Commissioned by BBC Radio 3

  • 0+pic+afl.0+obda.1inA+bcl.0+cbn/0+2hn011/timp.3perc/hp.pf+cel/str(12.12.0.0.6) minimum 6.6.0.0.6
  • 6 chorus sopranos
  • soprano
  • 30 min
  • David Harsent

Programme Note

I first encountered Charlotte Perkins Gilman's short story, The Yellow Wallpaper in 1981 when staying with a composer who was considering setting the piece as an opera. Many people have been drawn to this text over the years and I have discovered that it's been the starting point for many operas, dance pieces and animated films. I think it's a text that resonates with people as the experience in the text is semi-autobiographical and has the deeply personal charge of that running through it. It feels lived and it's very easy to empathise with the sense of alienation and helplessness that the main protagonist experiences.

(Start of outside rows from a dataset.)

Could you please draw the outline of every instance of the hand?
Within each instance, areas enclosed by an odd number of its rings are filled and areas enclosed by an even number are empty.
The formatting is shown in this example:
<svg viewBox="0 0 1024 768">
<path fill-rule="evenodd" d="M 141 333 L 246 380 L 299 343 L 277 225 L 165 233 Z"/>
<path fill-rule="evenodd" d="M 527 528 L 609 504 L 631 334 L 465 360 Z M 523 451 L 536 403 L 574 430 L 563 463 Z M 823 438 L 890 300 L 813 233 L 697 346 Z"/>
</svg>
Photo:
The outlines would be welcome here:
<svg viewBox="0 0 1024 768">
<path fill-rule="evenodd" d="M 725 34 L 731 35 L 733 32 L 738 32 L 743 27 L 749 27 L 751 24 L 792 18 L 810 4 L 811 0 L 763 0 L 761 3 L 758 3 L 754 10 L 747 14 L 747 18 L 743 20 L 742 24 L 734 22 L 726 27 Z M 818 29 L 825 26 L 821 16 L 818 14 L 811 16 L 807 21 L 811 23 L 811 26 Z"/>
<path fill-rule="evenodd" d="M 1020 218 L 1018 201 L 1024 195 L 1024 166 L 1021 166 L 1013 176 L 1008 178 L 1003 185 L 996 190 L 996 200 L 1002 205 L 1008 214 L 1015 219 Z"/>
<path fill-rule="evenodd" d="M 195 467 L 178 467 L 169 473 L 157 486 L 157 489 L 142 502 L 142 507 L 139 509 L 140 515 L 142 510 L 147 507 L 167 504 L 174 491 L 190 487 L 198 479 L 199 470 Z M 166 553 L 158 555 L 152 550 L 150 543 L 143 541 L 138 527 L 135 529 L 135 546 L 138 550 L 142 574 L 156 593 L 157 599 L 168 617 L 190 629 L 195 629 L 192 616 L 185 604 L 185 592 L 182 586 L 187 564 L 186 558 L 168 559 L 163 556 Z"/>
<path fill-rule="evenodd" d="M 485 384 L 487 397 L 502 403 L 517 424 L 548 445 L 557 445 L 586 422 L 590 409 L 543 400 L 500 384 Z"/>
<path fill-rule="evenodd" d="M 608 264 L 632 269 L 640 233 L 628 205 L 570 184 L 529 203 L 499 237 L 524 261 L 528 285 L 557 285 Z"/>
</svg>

When the BBC NOW (with whom, at the time of writing, I am Composer in Association) asked for the final piece for the residency, I leapt at the opportunity to finally deal with this text that had haunted me for 30 years. I invited David Harsent to come up with a text to set for a reduced orchestra with small chorus and solo soprano, who would play the main protagonist. I felt that it needed to be a dramatic scena in about 9 scenes where the orchestration changes from scene to scene. In the story, the woman can never get a handle on the actual design of the paper and so I felt the orchestration should reflect that in some way; there are few tuttis in the piece in any case. The orchestra is made up of six winds, four brass, timps and three other percussionists, celesta, piano, harp, first and second violins and basses. The three sopranos and three altos are positioned in amongst the strings randomly.

The piece lasts approximately 30' and follows the inexorable trajectory of the story, where the soprano solo's personality unravels as she tries to come to terms with what appears to be a manifestation of her inner turmoil, trapped behind the pattern of the wallpaper.

(c) Simon Holt, March 2012

Scores

Reviews

The sound of strips being torn from decorators' lining-paper by two percussion players made an arresting opening. Portraying the woman consigned to rest by her doctor husband, Elizabeth Atherton delivered a performance of instrumental clarity and perfect articulation, with no recourse to madwoman histrionics.

Holt's unerring instinct for colouring evoked a sinister, claustrophobic atmosphere, [...]
the compelling fifth section, when the woman perceives the figure of another woman in the wallpaper pattern, and where the anguished oboe d'amore becomes a voice mirroring the fragmenting of self, will remain imprinted on the mind.